I just read on MSNBC.com that 2007 is the deadliest year for American's fighting in Iraq. As out news media continues to print these staggering figures, printing more and more death tolls each day, I wonder how it is possible for us to continue to "stay the course". Is there not a certain point at which you decide that it is no longer worth fighting, that the loss of life does not justify the desired outcome?

Maybe I'm losing my identity as a man here, but let's stop and think about what's going on here. Those numbers reported are numerical vestiges of someone's life. A real human being. Shot, killed. Numbers are simply a method of being objective about death and do not accurately represent what death on the battlefield is like. Let's take out the numbers; let's put some emotion back into this thing call war and death. That person had a family who will miss him terribly. She had a life, one that will no longer exist. I don't doubt that fighting for one's country and dying for one's country is a high honour, but there comes a time where common sense must rule.
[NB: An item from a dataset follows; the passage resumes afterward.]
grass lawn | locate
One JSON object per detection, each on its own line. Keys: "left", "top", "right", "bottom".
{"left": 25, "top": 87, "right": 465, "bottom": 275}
We need to call attention to the individuals fighting this war. I recently watched a television broadcast of a memorial ceremony for the Iraq war. Each individual name of killed American was read aloud. This is a start, but not enough. We need something that will give all of us back home a loud wake up call. This war is not something that we can hide in numbers on a page, but rather something that we should measure by the individual.

Then, I believe, we will realize that this war is not worth fighting. That staying the course is a bull-headed ploy and that we need not just a new direction in Iraq, but a full removal from Iraq. The damage done is, at least for the time being, irreparable.

Think of your daughter blown to bits, body parts scattered across a field. Then ask yourself when it's time to pull out of this war.